For your first question, the reason why the tension in the rod AB is not directed towards A is because there is no force pulling on the end A. The only force acting on the rod is the horizontal force P at point B, which causes the rod to be in tension. Since there is no force pulling on point A, there is no tension directed towards it.

For your second question, the reason why the reaction force at the hinge A has both horizontal and vertical components is because the rod is inclined at an angle to the horizontal. When a rod is inclined, the force exerted on it by the wall will not be perpendicular to the rod's length. Instead, the force will be resolved into two components: a perpendicular component that acts normal to the wall, and a parallel component that acts parallel to the wall.

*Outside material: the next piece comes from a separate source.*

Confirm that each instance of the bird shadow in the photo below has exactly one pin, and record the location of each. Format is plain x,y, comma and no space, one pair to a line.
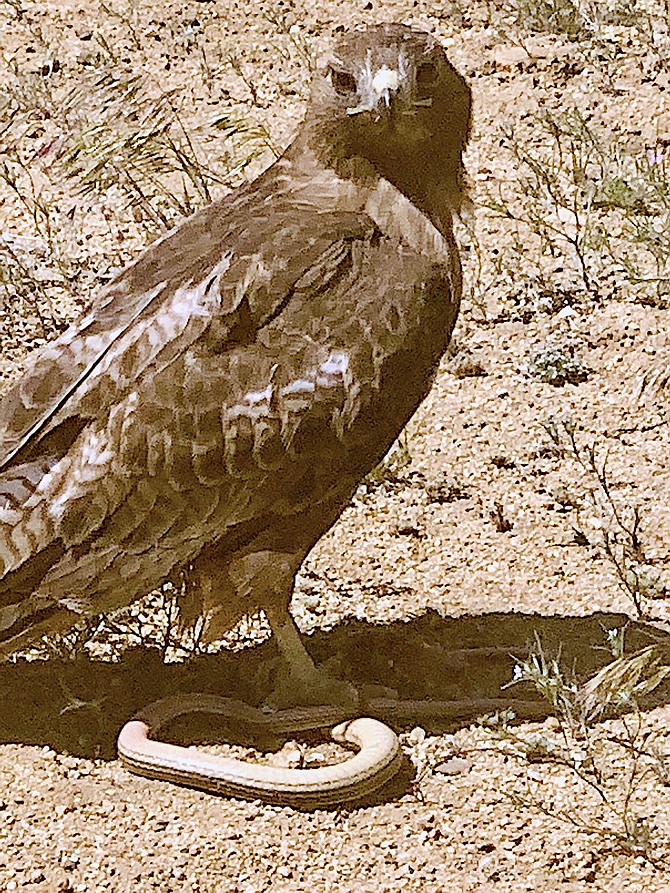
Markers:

To maintain the equilibrium of the rod, we need to balance the horizontal component of the force exerted by the wall with an equal and opposite force at the hinge A, and we need to balance the vertical component of the force exerted by the wall with an equal and opposite force at the hinge A. This is why the reaction force at the hinge A has both horizontal and vertical components.

Thank you, my understanding is better now! So the rod is in fact under tension but at point B, not A. But why then can we ignore this tension at B when resolving the whole system vertically and horizontally?

Thank you, my understanding is better now! So the rod is in fact under tension but at point B, not A. But why then can we ignore this tension at B when resolving the whole system vertically and horizontally?

The rod is in tension (or compression) which internally transmits a force along the rod, but its probably better to focus on the forces acting on the rod. Simply, the force at B is a horizontal force which tries to pull the rod away from the wall and which must be countered by a force at A (the wall/hinge) pulling it into the wall as the rod is in equilibrium. Similarly, the weight of the rod is a force pulling the rod down. It must be countered by a vertical force at A (the wall/hinge) pulling it upwards.

A sketch usually helps, but here tension is not an external force acting on the rod so should not be included on the diagram/balance equations. It internally transmits forces along the rod so you can relate/balance what happens at A and B.

Yes, that's correct - the rod is under tension at point B due to the horizontal force acting on it.

When resolving the whole system vertically and horizontally, we can ignore the tension at point B because the rod is assumed to be in equilibrium. This means that the sum of the forces acting on the rod in both the horizontal and vertical directions must be zero.

In the horizontal direction, there are two forces acting on the rod - the horizontal force P at point B and the horizontal component of the reaction force at point A. These two forces must be equal and opposite, otherwise, the rod would not be in equilibrium.

In the vertical direction, there are three forces acting on the rod - the weight of the rod, the vertical component of the reaction force at point A, and the tension force at point B. The weight of the rod and the vertical component of the reaction force at point A must be equal and opposite in order to balance each other out. This means that the tension force at point B must also be equal in magnitude to the weight of the rod plus the vertical component of the reaction force at point A, otherwise, the rod would not be in equilibrium.

Therefore, we can ignore the tension force at point B when resolving the whole system vertically and horizontally because it is already taken into account by the other forces acting on the rod in both the horizontal and vertical directions.